Soudain, une grande rougeur empourpra son visage ; une vive satisfaction éclaira sa physionomie ; il replia la lettre, la fit disparaître dans une poche de son gilet, se leva, jeta sa serviette sur la table, et s’inclinant devant sa femme :

— Excusez-moi, madame, dit-il, je suis mandé à Madrid, où je dois me rendre immédiatement.

Et, sans attendre la réponse de la marquise, il quitta la salle à manger d’un pas rapide, en ordonnant qu’on préparât aussitôt ses équipages.

Doña Santa était atterrée.

Olivier posa un doigt sur ses lèvres pour lui recommander de se contenir devant ses enfants.

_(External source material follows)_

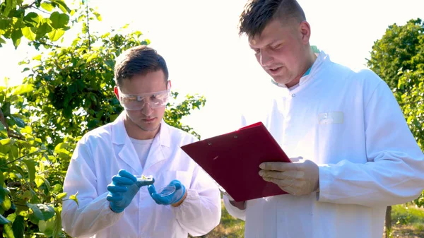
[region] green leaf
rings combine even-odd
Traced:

Elle comprit et baissa la tête.

Le gouverneur, sur un geste muet, se leva et sortit en emmenant les enfants, tout étonnés d’être ainsi congédiés.

Le frère et la sœur demeurèrent seuls.

Vingt minutes s’écoulèrent ainsi, sans qu’aucun mot fût échangé entre eux.

Tout à coup un grand bruit de claquements de fouet et de piétinements de chevaux se fit entendre au dehors.

Le marquis de Palmarès Frias y Soto quittait Balmarina, où le matin, à son arrivée, il avait annoncé son intention de faire un long séjour.

La marquise se leva, livide, raide et froide.

— À mon tour murmura-t-elle avec une expression étrange dans le sourire, crispant les commissures de ses lèvres pâlies.

Et se tournant vers Olivier, qui l’examinait avec une appréhension secrète :

— Préparez-vous, mon frère, ajouta-t-elle : sans doute, avant une heure, nous serons, nous aussi, sur la route de Madrid.

Elle sortit d’un pas de statue, et referma derrière elle la porte avec bruit.

— Que médite-t-elle ? murmura le jeune homme effrayé du ton dont ces paroles singulières avaient été prononcées. Pauvre chère sœur ! N’importe ! quoi qu’il arrive, je ne l’abandonnerai pas dans cet état de surexcitation nerveuse !

Il monta à son appartement et s’habilla pour le voyage, puis il redescendit.

Il aperçut la voiture de la marquise, attelée de ses quatre mules blanches, arrêtée devant le double perron.

Le mayoral était en selle.

Deux valets de pied se tenaient immobiles de chaque côté de la portière ouverte.

Une demi-heure s’écoula.

Enfin la marquise parut. L’expression de sa physionomie avait changé ; elle était rayonnante.

— Partons, Olivier, dit-elle d’une voix brève.

Olivier l’aida à monter et s’assit en face d’elle.

Un valet de pied referma la portière.

Le mayoral fit claquer son fouet ; la voiture partit à fond de train.

Balmarina est à sept ou huit lieues de Madrid ; c’est un trajet de deux heures à peine.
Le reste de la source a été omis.